Перед тем, как обосноваться тут, ему хотелось постричься и снять бороду. В этих видах он уже проходя через город заглядывал в витрины бывших парикмахерских. Часть помещений пустовала или была занята под другие надобности. Другие, отвечавшие прежнему назначению, были под замком. Постричься и побриться было негде. Своей бритвы у Юрия Андреевича не было.

Ножницы, если бы таковые нашлись у Лары, могли бы вывести его из затруднения. Но в беспокойной торопливости, с какой он перерыл все у нее на туалетном столике, ножниц он не обнаружил.

Он вспомнил, что на Малой Спасской находилась когда-то швейная мастерская.
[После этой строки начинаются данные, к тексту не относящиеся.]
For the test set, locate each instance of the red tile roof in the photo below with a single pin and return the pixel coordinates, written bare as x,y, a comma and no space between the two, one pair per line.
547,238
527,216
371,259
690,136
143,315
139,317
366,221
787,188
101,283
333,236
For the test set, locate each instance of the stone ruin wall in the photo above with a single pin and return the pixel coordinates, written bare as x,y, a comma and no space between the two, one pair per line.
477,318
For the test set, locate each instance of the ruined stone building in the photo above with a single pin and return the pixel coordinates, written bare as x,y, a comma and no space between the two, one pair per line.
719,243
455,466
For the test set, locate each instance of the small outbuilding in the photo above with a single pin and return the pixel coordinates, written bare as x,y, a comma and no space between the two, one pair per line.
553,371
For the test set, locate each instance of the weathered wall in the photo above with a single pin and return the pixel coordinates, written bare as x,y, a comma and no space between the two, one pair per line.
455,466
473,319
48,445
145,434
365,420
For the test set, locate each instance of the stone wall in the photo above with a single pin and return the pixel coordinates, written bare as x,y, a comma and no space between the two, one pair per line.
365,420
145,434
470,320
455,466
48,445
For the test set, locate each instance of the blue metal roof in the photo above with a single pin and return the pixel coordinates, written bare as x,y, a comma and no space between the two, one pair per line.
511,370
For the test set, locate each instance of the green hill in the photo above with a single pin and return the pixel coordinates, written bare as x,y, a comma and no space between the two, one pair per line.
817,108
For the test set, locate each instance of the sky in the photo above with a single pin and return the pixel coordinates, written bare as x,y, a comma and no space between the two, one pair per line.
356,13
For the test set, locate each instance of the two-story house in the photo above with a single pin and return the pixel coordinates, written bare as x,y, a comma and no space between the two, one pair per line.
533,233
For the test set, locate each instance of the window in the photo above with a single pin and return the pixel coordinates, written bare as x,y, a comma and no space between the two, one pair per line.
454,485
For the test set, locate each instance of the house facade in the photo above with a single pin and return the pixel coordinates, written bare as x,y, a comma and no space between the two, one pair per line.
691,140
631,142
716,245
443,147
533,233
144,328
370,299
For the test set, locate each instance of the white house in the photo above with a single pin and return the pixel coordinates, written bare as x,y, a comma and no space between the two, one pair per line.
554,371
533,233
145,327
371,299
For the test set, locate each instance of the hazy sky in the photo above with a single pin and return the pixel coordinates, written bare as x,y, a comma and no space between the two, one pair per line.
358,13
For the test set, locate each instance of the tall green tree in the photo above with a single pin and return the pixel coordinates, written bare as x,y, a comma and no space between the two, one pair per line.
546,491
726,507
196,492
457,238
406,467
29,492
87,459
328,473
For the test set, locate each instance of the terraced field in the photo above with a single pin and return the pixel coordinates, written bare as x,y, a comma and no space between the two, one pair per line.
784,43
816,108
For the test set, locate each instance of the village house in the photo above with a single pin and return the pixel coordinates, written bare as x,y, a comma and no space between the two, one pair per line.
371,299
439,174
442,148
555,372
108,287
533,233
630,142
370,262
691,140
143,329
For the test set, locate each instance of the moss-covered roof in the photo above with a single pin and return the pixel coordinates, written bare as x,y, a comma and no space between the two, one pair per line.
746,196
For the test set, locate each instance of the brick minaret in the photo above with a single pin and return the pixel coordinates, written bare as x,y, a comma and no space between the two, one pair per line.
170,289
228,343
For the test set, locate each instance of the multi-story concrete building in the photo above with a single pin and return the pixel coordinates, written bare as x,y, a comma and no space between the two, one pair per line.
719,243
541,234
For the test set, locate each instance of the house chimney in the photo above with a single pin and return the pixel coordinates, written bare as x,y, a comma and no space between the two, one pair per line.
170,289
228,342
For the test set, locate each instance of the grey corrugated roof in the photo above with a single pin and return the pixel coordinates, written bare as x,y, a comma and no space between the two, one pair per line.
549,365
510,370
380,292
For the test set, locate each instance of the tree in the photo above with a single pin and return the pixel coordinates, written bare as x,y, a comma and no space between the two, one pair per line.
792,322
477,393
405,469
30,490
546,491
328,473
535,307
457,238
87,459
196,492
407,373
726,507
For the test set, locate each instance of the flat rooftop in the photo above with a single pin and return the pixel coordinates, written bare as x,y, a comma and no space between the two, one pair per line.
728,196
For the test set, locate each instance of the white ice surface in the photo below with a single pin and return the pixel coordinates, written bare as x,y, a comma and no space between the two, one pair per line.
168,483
Он подумал, что если заведение не прекратило своего существования и там до сих пор работают, и если он поспеет к ним до часа их закрытия, ножницы можно будет попросить у какой-нибудь из мастериц. И он еще раз вышел на улицу.

 

 

Воспоминание его не обмануло. Мастерская осталась на старом месте, в ней работали. Мастерская занимала торговое помещение на уровне тротуара с витринным окном во всю ширину и выходом на улицу. В окно было видно внутрь до противоположной стены.

Мастерицы работали на виду у идущих по улице.
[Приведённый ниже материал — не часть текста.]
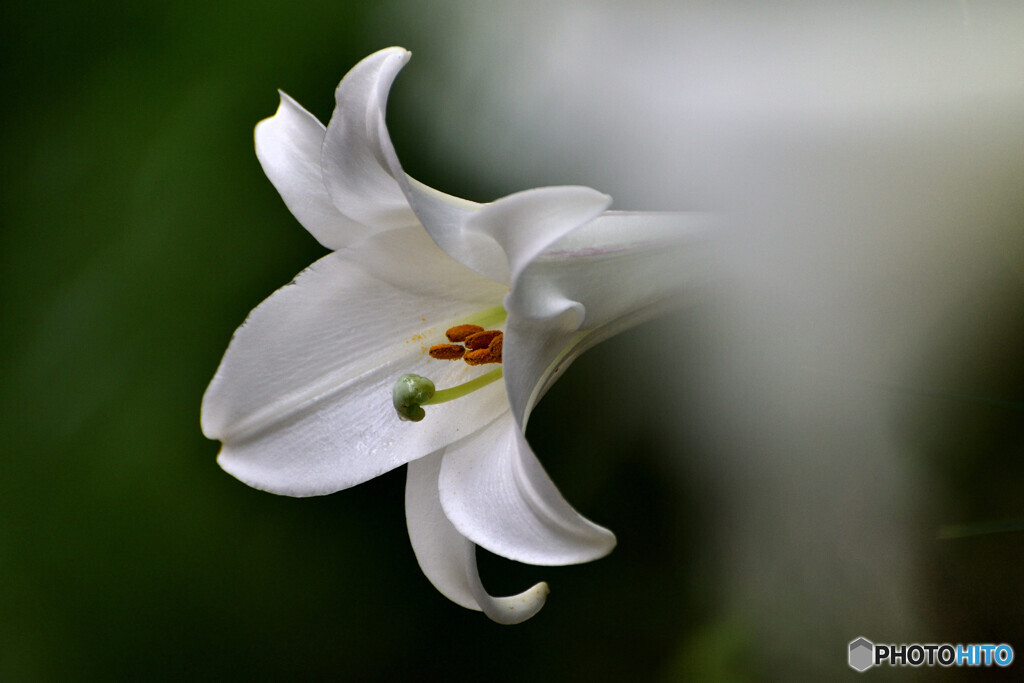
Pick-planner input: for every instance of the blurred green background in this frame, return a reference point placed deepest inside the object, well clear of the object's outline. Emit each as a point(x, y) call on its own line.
point(136, 231)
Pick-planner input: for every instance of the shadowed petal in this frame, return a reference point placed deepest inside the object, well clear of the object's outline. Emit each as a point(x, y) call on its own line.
point(354, 172)
point(448, 558)
point(496, 494)
point(611, 273)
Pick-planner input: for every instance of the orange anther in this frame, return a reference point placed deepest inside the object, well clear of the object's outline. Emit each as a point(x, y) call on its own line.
point(462, 332)
point(445, 351)
point(481, 339)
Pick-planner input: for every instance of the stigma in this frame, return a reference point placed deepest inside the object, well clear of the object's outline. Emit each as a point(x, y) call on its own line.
point(470, 343)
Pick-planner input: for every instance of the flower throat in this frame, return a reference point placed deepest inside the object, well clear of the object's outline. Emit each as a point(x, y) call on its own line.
point(469, 342)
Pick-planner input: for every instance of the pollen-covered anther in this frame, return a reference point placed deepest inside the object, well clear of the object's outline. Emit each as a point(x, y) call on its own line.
point(461, 333)
point(479, 356)
point(481, 339)
point(445, 351)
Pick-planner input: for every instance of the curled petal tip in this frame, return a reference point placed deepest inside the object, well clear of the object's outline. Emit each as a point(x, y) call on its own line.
point(516, 608)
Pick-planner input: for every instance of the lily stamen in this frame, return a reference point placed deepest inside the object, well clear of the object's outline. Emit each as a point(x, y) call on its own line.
point(413, 391)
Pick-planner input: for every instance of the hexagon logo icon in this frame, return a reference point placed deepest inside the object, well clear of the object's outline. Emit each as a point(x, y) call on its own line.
point(861, 653)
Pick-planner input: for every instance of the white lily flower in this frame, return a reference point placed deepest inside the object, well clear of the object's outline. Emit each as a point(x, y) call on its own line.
point(302, 400)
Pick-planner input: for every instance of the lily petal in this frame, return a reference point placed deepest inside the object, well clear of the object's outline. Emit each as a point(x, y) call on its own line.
point(355, 174)
point(288, 145)
point(448, 558)
point(611, 273)
point(524, 224)
point(302, 398)
point(496, 494)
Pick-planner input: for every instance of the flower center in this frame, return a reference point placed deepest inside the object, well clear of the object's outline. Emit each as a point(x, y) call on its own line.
point(467, 341)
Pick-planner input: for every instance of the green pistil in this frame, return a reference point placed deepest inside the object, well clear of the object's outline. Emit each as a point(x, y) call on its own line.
point(465, 388)
point(412, 391)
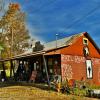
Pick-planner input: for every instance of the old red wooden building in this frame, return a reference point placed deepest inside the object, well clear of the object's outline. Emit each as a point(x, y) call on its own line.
point(75, 57)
В комнате была страшная теснота. В придачу к настоящим работницам, на работу, наверное, пристроились швеи-любительницы, стареющие дамы из юрятинского общества, для получения рабочих книжек, о которых говорилось в декрете на стене дома с фигурами.

Их движения сразу были отличимы от расторопности действительных портних. В мастерской шили одно военное, ватные штаны, стеганки и куртки, а также сметывали, как Юрий Андреевич это уже видел в партизанском лагере, сборные шутовского вида тулупы из разномастных собачьих шкур.
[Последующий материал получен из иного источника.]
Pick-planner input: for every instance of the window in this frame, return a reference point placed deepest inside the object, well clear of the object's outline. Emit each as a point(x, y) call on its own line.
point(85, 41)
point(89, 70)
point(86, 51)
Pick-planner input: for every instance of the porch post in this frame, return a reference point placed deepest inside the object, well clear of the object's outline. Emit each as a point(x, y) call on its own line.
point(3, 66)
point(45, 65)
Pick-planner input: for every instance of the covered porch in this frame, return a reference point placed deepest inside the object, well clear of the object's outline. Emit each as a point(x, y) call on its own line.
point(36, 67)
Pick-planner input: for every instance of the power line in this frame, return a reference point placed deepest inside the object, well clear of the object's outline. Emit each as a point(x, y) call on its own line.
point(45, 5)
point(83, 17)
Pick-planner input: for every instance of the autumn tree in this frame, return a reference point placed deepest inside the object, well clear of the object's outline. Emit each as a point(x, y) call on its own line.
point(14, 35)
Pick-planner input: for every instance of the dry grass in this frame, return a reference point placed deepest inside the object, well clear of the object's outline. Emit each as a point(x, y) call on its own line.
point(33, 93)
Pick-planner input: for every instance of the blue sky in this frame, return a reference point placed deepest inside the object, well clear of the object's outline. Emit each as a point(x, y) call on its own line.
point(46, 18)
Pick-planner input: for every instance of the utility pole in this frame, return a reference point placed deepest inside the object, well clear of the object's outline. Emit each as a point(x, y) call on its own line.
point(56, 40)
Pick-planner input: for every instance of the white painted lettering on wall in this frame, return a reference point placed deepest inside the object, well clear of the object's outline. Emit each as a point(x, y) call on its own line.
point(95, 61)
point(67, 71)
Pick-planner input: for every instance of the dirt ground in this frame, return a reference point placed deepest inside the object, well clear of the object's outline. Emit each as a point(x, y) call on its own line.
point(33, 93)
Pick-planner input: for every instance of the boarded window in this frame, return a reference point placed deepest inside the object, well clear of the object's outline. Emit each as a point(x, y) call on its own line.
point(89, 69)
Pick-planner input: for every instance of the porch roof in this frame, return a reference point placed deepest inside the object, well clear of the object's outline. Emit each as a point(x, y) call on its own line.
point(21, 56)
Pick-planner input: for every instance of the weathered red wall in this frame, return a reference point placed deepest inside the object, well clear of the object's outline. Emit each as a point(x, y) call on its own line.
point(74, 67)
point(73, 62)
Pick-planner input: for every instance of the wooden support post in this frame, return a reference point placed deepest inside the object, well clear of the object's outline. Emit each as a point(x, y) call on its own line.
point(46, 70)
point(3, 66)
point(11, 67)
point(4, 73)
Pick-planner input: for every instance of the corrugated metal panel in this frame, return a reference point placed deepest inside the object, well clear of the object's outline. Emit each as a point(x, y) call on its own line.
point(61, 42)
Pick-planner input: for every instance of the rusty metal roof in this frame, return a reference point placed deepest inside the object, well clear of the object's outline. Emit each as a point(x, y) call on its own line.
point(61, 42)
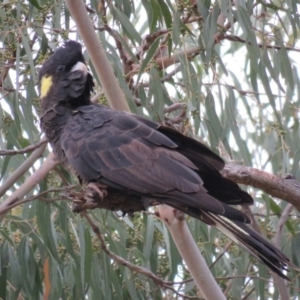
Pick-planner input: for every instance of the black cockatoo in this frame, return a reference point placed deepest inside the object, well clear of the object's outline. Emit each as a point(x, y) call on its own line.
point(129, 153)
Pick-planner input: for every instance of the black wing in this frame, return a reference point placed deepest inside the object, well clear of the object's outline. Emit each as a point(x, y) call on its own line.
point(132, 153)
point(120, 150)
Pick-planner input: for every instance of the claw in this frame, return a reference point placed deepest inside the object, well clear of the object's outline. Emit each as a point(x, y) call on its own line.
point(99, 189)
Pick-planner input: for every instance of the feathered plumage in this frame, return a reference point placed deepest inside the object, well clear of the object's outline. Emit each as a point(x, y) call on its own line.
point(130, 153)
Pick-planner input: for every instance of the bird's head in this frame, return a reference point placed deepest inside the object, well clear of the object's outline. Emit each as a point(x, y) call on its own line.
point(64, 77)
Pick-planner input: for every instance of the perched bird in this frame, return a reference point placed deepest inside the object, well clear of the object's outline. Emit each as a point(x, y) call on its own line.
point(128, 153)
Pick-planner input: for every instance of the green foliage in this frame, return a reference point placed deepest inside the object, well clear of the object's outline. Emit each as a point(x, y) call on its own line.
point(239, 84)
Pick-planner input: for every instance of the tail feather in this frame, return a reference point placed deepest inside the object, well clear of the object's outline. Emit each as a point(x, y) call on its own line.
point(252, 242)
point(232, 223)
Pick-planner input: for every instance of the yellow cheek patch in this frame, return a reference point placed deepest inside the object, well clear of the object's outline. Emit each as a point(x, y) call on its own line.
point(46, 84)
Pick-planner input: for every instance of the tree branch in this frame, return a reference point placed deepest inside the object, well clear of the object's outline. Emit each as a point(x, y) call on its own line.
point(121, 261)
point(25, 166)
point(29, 183)
point(100, 61)
point(283, 188)
point(24, 150)
point(190, 253)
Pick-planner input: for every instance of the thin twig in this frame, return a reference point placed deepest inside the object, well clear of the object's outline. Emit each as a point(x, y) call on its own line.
point(29, 183)
point(283, 188)
point(21, 170)
point(121, 261)
point(24, 150)
point(38, 196)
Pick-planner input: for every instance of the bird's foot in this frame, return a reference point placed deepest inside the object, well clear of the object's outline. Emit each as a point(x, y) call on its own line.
point(92, 197)
point(95, 193)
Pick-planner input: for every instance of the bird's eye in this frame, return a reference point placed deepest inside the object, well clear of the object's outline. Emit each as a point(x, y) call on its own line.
point(60, 68)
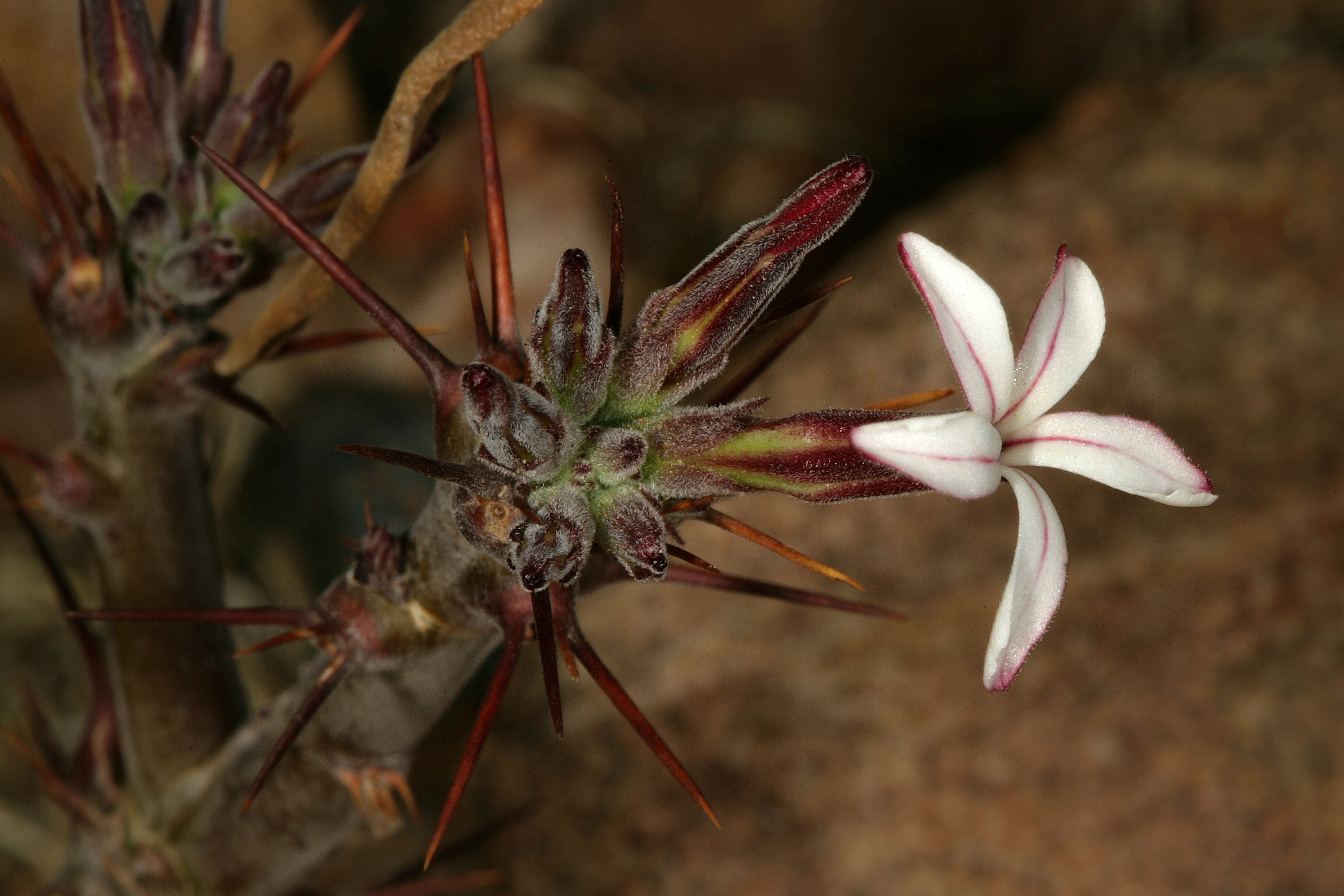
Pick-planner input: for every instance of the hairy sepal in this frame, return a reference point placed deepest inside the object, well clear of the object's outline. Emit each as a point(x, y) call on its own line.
point(570, 350)
point(685, 332)
point(807, 456)
point(631, 528)
point(522, 432)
Неловкими пальцами подсовывая подогнутые для подрубания полы под пробивные иглы швейных машин, швеи-любительницы еле справлялись с непривычною, наполовину скорняжною работой.

Юрий Андреевич постучал в окно и сделал знак рукою, чтобы его впустили. Такими же знаками ему ответили, что от частных людей заказов не берут. Юрий Андреевич не отступал и, повторяя те же движения, настаивал, чтобы его впустили внутрь и выслушали. Отнекивающимися движениями ему дали понять, что у них спешное дело, чтобы он отстал, не мешал и шел дальше. Одна из мастериц изобразила на лице недоумение и в знак досады выставила ладошку лодочкой вперед, глазами спрашивала, что ему, собственно, нужно. Двумя пальцами, указательным и средним, он изобразил чикающее движение ножниц. Его движения не поняли. Решили, что это какая-то непристойность, что он передразнивает их и с ними заигрывает. Оборванным видом и странным поведением он производил впечатление больного или сумасшедшего. В мастерской хихикали, пересмеивались и махали на него руками, гоня его прочь от окна. Наконец он догадался поискать пути через двор дома, нашел его и, отыскав дверь в мастерскую, постучался в нее с черного хода.

 

 

Дверь отворила пожилая темноликая портниха в темном платье, строгая, может быть, старшая в заведении.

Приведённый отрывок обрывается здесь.